Lettre du Villard

Le Villard, le 15 avril 2025

Bien cher ami,
Nous devrons donc nous passer de votre présence jusqu’aux vacances d’été. Nous comprenons bien que vos grands adolescents aient souhaité que vous les emmeniez découvrir d’autres paysages que ceux de notre vallée. Il vaut mieux voyager jeune, même si on manque alors d’un peu de recul pour apprécier ce qu’on voit. J’en ai touché un mot à nos amis alors que, comme chaque année, nous faisions le ménage de la chapelle du Villard avant les Rameaux. Qu’avais-je dit ! L’ami Béraud, c’est une idée fixe chez lui, considère que, s’il s’agit de connaître un pays, de comprendre son histoire, sa géographie, son économie, sa société, ce n’est pas en allant s’y promener quinze jours qu’on améliorera la connaissance qu’on en a.
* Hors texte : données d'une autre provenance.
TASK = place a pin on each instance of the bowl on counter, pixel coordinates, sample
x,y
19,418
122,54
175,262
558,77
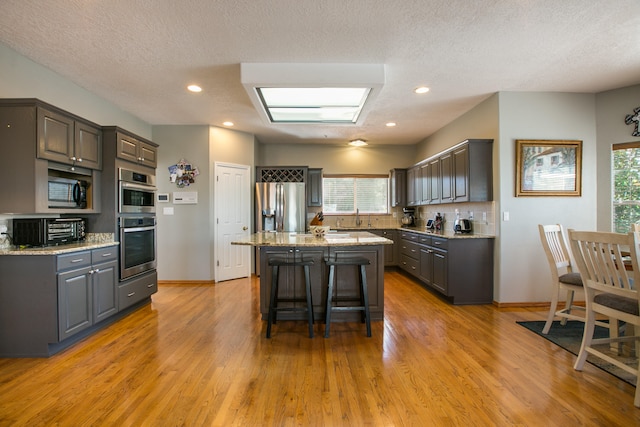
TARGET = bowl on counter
x,y
319,230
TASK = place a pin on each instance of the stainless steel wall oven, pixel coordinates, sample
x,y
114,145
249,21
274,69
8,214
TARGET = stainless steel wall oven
x,y
137,245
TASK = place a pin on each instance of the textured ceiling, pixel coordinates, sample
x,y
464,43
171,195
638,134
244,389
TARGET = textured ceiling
x,y
141,54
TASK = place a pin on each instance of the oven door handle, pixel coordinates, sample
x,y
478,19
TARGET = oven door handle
x,y
138,186
135,229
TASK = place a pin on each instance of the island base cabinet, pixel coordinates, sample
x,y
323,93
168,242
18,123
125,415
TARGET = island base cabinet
x,y
291,280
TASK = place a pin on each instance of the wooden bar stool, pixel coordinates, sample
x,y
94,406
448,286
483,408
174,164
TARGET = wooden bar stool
x,y
361,262
275,264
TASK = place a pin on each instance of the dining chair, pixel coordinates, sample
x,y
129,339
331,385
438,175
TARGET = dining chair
x,y
608,265
562,275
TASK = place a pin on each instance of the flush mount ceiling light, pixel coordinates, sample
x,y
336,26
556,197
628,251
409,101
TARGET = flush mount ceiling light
x,y
312,93
358,143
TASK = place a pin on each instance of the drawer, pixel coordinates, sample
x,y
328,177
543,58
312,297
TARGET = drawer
x,y
425,240
409,249
409,236
104,254
440,243
409,264
74,260
137,290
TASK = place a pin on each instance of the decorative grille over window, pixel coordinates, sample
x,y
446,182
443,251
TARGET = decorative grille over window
x,y
281,175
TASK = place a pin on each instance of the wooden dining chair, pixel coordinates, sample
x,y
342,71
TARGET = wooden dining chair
x,y
608,265
563,277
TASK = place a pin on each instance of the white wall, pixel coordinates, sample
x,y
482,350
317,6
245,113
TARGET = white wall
x,y
611,109
523,272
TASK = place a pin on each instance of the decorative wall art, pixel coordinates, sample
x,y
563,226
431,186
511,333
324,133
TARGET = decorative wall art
x,y
548,168
183,173
635,117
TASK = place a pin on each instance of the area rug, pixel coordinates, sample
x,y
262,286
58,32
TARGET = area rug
x,y
569,337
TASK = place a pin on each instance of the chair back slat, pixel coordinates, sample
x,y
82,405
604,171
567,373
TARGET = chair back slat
x,y
602,261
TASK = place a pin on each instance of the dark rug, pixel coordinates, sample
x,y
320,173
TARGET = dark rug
x,y
569,337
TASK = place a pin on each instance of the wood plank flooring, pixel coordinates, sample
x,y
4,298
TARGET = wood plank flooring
x,y
197,356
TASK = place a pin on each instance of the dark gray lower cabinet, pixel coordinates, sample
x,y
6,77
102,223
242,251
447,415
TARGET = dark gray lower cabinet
x,y
461,269
48,302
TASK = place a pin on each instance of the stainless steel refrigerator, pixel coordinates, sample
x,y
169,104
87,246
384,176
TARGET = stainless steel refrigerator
x,y
280,206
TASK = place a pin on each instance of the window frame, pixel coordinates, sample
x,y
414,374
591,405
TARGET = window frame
x,y
359,176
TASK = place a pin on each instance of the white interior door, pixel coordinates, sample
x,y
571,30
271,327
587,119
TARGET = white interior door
x,y
233,220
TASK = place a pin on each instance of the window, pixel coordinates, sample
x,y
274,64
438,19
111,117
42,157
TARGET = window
x,y
344,194
626,186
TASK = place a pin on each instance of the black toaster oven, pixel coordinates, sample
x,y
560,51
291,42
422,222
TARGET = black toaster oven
x,y
47,231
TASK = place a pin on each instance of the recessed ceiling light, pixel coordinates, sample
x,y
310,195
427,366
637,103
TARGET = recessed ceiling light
x,y
358,143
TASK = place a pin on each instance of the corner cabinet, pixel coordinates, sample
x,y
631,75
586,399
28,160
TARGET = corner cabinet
x,y
398,183
460,269
67,140
40,140
130,147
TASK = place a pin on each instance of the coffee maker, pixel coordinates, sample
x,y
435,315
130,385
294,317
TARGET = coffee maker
x,y
408,219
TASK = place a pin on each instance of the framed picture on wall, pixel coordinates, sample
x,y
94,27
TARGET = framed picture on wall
x,y
548,168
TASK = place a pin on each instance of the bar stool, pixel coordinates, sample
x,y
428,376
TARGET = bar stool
x,y
361,262
275,264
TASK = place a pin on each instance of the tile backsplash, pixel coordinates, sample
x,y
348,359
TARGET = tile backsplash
x,y
483,213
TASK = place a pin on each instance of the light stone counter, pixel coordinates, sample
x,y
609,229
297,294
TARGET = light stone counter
x,y
350,238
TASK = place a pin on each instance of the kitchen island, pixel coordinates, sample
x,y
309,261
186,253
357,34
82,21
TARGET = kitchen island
x,y
298,246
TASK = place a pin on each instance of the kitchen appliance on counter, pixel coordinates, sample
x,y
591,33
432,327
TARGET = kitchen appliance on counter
x,y
408,218
462,226
48,231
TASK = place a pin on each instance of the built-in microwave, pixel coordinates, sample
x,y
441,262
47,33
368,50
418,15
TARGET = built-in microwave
x,y
137,192
67,193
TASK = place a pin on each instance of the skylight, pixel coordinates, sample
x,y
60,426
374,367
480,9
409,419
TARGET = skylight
x,y
312,93
313,104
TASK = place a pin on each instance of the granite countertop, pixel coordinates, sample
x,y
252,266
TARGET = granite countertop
x,y
92,242
446,234
351,238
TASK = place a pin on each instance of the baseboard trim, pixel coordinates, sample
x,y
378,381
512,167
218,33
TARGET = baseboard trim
x,y
185,282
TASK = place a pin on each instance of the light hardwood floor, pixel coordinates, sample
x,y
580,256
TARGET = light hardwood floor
x,y
197,355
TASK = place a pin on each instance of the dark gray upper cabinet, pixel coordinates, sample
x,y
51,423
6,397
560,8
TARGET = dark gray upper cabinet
x,y
39,138
67,140
131,147
314,187
463,173
398,182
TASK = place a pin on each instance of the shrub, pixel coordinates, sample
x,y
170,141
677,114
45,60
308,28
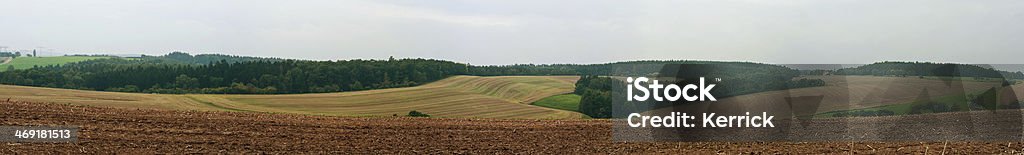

Les voyages scolaires, comme ceux proposés aux gens du « troisième âge », sont pour lui les expressions les plus achevées du voyage de divertissement, qui, avec un habillage culturel, permet aux uns et aux autres d’ouvrir une parenthèse dans leur existence. Poulenc a mollement acquiescé mais lui a fait remarquer qu’on ne peut, sans se déplacer, ressentir une véritable émotion, éprouver un réel enthousiasme, devant tel tableau ou tel monument ou encore face à tel paysage grandiose. Obstiné, Béraud a repris le fil de son idée, en avançant que ces escapades touristiques ne sont qu’un ersatz des voyages dans lesquels se lançaient seuls des gens aisés, cultivés, aventureux et que n’obnubilait pas le souci du confort. « Le Grand Tour1, a-t-il ajouté, concernait des personnes ayant reçu une éducation leur permettant d’apprécier et de comprendre ce qu’ils découvraient, ce qui est rarement le cas aujourd’hui. » Gastinel qui tentait d’enlever les toiles d’araignées avec sa tête de loup télescopique, lui demanda ce qui le gênait dans le fait que des gens puissent voyager pour se divertir, pour leur simple plaisir. Béraud a convenu qu’à partir du moment où ils ne se croyaient pas tenus d’avoir ensuite un avis sur tout à partir du peu qu’ils avaient vu, il n’avait pas d’objection à formuler.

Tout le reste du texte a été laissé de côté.